The more tragic figure, though, is Professor Xavier, a character with immense mental capacity and someone who accomplished significant things with his life in his work for mutants and his attempts to de-stigmatize them.  Seeing him in this diminished capacity and posing a potential threat to others is a cruel and bitter final chapter to his story.  It’s also some of Patrick Stewart’s finest work as the character, showing sides of Professor X that we’ve not seen in previous films.


Like Professor Xavier’s deteriorating mind, some of the film is a bit muddled (How’s that for a strained segue?).  There are some details that the film is opaque on that works to the films favor, for instance what happened to the rest of the X-Men being hinted at but never completely spelled out, that the film handles well and leaves it to the viewer to fill in the gaps.  However, a few other threads that dangle don’t satisfy.  How Logan is found by the nurse who puts Laura in his charge is unclear, at best.  Why there have been no new mutants for 25 years is also not clearly explained or is lost amidst the action.  Who or what is in Canada is not exactly clear either, or why the Canadian border would even matter when this company has a facility based in Mexico and is pursuing them across the American Midwest.  The film also weirdly brings X-Men comic books into the storyline, discovering that Laura is apparently a “fan” because she reads the comics, and then says that maybe 25% of what is in there was true.  It’s something that had potential, even when it makes it a semi-important plot point, but it doesn’t quite tie together.

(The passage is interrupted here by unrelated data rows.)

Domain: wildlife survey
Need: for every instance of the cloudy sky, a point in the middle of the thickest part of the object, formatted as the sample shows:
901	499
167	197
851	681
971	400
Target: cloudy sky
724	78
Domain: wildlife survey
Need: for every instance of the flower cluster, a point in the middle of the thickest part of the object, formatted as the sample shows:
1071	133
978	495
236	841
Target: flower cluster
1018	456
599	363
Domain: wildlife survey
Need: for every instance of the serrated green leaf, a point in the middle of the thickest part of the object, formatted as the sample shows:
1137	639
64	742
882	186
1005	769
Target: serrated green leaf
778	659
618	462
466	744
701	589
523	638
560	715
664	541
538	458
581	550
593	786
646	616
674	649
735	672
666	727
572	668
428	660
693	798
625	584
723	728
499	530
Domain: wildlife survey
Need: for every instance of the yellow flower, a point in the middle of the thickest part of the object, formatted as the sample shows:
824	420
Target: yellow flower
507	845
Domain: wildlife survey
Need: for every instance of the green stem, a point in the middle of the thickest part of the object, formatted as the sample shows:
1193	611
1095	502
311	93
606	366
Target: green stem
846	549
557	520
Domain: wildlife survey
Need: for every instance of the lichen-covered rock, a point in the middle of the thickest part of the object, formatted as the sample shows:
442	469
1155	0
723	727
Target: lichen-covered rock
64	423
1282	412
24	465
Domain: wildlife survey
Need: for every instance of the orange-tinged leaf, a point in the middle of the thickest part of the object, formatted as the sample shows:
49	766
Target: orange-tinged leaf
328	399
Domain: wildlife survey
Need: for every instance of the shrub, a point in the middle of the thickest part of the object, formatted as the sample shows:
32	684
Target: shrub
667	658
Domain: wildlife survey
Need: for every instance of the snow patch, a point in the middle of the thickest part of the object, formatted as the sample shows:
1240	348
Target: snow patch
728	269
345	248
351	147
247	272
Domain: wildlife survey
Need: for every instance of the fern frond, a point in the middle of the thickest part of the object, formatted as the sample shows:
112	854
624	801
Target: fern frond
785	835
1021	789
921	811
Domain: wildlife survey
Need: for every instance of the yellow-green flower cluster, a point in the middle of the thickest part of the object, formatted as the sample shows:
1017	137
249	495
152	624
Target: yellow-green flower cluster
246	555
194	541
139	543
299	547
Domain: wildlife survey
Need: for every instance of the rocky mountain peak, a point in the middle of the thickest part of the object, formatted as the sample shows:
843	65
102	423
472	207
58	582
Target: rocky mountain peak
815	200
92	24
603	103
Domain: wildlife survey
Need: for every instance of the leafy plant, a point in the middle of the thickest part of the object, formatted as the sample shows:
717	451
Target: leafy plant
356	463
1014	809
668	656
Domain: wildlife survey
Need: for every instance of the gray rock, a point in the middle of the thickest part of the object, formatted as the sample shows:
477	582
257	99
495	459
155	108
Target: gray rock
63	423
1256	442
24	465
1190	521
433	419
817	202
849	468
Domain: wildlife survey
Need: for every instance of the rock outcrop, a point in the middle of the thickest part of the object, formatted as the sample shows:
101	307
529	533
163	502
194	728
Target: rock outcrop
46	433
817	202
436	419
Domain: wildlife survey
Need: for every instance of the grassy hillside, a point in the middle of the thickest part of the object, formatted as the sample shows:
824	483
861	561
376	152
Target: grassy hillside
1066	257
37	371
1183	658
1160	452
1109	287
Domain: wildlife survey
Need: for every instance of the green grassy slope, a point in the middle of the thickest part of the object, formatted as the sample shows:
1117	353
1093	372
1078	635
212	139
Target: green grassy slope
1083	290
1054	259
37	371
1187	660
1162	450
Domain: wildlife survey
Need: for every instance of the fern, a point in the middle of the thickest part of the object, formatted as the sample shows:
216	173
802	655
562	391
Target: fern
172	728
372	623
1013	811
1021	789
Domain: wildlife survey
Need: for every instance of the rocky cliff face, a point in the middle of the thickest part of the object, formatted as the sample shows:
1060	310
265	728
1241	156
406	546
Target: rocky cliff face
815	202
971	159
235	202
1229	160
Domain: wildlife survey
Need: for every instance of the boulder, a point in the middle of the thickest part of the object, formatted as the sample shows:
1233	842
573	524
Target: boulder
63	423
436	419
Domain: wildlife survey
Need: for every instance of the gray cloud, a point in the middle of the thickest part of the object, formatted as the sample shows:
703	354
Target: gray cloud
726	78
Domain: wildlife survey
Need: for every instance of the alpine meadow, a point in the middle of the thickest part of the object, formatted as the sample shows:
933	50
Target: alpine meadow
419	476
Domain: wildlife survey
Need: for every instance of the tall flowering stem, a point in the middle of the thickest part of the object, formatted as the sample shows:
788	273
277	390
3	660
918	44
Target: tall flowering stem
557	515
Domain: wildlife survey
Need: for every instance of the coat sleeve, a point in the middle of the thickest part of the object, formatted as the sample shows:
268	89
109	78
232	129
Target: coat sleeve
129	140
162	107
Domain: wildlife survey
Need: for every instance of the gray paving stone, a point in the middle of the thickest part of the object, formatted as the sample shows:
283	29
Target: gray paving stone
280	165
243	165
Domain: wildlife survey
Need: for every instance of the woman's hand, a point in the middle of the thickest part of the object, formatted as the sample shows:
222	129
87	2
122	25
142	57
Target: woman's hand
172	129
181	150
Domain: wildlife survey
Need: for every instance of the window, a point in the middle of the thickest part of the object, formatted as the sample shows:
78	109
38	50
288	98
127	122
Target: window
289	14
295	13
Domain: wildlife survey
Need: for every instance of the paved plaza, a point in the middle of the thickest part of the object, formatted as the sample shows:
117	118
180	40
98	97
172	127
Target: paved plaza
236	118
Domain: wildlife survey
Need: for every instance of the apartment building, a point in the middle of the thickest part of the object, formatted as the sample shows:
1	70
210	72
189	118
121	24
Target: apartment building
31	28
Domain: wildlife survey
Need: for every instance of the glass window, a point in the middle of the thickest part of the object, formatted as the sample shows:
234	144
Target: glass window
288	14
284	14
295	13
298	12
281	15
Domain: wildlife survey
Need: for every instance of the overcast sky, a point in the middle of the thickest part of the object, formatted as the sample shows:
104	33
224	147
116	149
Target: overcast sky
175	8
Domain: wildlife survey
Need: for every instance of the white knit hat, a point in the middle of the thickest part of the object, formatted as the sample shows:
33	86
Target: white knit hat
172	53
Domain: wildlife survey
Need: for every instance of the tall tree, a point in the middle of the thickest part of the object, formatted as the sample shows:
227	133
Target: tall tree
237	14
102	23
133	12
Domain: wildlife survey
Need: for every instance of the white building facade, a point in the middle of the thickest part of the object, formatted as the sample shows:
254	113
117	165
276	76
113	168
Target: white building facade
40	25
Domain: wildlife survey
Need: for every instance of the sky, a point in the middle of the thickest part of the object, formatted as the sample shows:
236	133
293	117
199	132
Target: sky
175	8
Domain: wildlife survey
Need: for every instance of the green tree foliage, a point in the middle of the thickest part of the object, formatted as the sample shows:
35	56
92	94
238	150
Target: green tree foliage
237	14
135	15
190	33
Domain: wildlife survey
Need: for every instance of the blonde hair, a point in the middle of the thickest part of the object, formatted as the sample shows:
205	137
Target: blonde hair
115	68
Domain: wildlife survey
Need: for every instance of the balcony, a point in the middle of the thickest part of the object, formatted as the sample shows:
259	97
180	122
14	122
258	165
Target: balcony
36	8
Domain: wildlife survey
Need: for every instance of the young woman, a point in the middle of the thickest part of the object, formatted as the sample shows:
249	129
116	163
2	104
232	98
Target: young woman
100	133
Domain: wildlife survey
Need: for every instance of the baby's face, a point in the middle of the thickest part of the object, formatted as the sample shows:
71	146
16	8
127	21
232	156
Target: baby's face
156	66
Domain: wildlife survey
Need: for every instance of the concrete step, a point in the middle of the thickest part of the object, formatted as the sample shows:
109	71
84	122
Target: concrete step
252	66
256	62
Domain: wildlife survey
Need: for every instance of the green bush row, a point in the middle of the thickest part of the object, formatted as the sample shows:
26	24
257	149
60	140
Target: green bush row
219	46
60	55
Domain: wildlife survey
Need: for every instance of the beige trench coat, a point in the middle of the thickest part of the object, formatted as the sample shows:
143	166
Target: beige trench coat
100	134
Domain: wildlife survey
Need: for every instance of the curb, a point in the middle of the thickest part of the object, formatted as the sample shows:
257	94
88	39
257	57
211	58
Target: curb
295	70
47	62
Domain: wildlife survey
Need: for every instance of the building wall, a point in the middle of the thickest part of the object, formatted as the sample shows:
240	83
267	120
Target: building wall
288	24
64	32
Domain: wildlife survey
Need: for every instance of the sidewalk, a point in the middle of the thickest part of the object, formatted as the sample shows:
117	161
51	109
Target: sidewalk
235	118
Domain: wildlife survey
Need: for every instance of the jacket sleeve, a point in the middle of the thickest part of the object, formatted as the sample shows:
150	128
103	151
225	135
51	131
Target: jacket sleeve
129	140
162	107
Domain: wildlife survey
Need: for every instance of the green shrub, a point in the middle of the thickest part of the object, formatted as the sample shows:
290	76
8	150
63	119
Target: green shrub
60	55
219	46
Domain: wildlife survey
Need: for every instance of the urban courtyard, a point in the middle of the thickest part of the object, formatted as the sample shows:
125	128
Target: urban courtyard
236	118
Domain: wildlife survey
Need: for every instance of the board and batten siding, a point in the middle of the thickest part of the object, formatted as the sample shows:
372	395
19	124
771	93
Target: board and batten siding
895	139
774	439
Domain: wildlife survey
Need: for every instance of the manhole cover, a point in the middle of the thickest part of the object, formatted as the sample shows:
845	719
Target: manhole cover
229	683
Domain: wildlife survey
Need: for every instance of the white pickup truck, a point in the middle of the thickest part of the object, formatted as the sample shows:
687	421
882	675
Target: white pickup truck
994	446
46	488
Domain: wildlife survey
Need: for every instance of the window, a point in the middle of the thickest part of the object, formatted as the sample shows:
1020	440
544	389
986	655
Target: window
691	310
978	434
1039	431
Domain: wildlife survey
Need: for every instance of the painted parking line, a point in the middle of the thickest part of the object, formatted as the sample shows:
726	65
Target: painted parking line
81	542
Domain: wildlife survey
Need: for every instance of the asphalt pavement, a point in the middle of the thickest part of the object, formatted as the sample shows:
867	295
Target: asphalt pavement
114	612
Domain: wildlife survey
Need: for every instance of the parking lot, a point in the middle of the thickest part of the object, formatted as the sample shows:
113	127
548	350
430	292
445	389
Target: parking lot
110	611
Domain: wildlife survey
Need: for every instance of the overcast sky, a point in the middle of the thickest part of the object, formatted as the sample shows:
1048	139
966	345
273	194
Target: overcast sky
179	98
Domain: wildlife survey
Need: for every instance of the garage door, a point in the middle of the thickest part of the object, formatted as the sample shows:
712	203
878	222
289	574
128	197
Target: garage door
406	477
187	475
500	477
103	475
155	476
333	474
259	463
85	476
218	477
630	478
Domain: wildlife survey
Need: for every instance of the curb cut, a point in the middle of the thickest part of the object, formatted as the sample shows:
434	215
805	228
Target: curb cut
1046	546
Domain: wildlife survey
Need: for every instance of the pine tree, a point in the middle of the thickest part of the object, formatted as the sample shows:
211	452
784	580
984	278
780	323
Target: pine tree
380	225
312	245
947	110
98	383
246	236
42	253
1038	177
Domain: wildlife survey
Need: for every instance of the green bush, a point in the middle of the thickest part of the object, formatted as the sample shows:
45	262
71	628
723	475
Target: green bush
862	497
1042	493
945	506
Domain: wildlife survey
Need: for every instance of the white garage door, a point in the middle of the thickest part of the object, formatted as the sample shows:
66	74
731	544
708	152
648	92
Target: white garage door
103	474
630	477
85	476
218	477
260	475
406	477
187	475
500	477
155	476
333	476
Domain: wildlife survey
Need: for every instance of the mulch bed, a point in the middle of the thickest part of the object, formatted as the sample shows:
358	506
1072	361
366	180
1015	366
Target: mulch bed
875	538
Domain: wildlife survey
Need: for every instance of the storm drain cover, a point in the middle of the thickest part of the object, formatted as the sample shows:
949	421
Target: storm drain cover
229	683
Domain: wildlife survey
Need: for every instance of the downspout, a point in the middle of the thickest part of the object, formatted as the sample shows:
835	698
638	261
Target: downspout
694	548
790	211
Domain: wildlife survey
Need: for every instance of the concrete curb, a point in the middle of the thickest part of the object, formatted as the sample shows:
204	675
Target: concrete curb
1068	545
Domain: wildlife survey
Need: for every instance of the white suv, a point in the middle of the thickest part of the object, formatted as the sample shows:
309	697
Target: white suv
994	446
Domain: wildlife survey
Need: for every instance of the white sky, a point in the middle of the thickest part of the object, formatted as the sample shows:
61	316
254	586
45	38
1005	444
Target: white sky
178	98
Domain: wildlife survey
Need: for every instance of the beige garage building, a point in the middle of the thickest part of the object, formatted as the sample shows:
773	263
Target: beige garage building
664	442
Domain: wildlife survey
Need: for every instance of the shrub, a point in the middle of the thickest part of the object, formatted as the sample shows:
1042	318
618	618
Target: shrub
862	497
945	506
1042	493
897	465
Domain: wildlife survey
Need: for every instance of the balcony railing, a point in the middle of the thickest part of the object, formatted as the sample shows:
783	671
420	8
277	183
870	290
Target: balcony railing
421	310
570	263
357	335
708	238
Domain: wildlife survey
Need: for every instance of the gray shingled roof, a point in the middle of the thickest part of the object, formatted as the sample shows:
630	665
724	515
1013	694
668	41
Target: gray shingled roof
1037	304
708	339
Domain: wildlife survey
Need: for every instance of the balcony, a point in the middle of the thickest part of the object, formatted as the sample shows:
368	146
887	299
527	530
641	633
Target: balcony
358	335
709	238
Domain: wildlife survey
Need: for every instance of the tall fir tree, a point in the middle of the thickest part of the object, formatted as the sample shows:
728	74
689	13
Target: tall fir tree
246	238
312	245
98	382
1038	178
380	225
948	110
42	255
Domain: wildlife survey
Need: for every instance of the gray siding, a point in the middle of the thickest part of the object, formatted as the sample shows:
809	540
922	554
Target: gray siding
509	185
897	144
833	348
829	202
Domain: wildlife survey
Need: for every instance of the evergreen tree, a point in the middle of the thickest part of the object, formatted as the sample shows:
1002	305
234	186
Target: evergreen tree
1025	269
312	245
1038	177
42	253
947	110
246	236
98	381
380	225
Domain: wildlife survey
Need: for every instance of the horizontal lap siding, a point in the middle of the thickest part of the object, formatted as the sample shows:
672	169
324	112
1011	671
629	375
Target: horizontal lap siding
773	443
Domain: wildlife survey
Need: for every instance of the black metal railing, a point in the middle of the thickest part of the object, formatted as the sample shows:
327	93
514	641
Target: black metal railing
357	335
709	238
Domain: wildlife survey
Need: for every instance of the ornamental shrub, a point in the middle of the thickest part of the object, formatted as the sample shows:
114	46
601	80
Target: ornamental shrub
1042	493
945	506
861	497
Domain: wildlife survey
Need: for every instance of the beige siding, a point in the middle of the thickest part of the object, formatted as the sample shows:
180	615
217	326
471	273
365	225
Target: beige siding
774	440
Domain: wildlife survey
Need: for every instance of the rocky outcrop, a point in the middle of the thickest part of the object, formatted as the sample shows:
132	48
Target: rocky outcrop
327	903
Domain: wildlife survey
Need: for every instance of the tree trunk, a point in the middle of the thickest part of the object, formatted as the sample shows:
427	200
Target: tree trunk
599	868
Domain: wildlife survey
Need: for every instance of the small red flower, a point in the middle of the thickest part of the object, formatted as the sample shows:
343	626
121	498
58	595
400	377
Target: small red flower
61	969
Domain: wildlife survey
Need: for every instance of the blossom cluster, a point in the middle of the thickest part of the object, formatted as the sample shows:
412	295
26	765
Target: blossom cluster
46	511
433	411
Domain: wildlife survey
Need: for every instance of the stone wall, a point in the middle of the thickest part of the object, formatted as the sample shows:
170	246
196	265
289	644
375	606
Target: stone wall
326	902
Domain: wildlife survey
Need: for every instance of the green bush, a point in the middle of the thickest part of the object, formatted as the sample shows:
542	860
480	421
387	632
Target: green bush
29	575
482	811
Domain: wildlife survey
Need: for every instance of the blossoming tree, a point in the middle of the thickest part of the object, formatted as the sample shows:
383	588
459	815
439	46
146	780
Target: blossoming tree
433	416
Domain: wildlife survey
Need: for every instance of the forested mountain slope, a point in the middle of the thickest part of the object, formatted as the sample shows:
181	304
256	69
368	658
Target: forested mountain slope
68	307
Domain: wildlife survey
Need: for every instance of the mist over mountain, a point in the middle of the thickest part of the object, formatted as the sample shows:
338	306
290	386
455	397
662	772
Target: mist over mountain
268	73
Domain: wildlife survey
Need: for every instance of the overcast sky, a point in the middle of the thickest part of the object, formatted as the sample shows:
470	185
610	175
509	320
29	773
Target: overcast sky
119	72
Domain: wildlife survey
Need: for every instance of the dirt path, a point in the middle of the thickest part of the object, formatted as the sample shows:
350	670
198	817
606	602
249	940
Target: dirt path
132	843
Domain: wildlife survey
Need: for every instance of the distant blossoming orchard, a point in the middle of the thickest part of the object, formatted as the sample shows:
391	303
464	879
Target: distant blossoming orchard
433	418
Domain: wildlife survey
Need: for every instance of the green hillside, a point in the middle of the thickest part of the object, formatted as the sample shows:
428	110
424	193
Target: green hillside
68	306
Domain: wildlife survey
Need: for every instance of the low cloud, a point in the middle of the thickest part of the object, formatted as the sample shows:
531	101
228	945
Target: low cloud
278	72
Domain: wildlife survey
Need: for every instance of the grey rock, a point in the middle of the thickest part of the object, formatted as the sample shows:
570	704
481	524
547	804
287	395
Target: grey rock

There is a find supporting cast, including Merchant, Holbrook, Richard E. Grant as a man behind the scenes kind of villain, and Eriq La Salle as a farmer who crosses paths with Wolverine and Co on the run.  Mainly, though, the film succeeds because of the three central characters of Wolverine, Professor X, and Laura.  As the newest figure in that triumvirate, newcomer Dafne Keen is an impressive find as a child actor.  Most people who have seen trailers and have any familiarity with the X-Men comic books will know who she is and what “X-23” means.  She is everything Mangold and the makers of this film could have hoped to get out of a young actor playing this role.  She’s got the physicality and despite being mute for most of the film, does some effective emoting.  Not only that, but she adds a unique new shading to the character of Wolverine, and even an interesting ripple to the dynamic between Wolverine and Professor X.


Logan is a proper sendoff for Wolverine and Jackman.  It’s also apparently a sendoff for Patrick Stewart, who has recently stated that he will not reprise the role of Charles Xavier any longer.  So in many ways, this is an ending of era of sorts.  There’s a collected, shared history with these actors and these characters that definitely is felt in this film, so the conclusion of this film packs a bit of an emotional wallop.  But with every ending is the potential for a new beginning.  The transition of superheroes from the comic books to the big screen has always been one that presents its own unique challenges, and maybe none more than the X-Men franchise, which is so connected to Professor X and Magneto’s origins in the WWII/Cold War Era of history.  Characters in comic books do not have to age in the same way that film characters do because of the actors who play them.  Eventually, roles must be recast or storylines must be rebooted.  A certain level of continuity is also expected by audiences.

I wonder if Logan might represent a shift away from continuity in future superhero films.  Instead of a continuous universe, might we begin to see more standalones or mini-franchises?  The retconning or total abandonment of previous story that was done in Deadpool could have also helped to lay the groundwork for this.  Perhaps we begin to see some James Bond-style storytelling (pre-Daniel Craig, that is).  I highly doubt that the studio is willing to shelve a character as popular as Wolverine just because Hugh Jackman is done playing him.  In the same way we look back at X-Men as the dawn of a certain kind of superhero film, it may be that we look back 17 years from now at Logan as the film that charted a new path forward for this genre.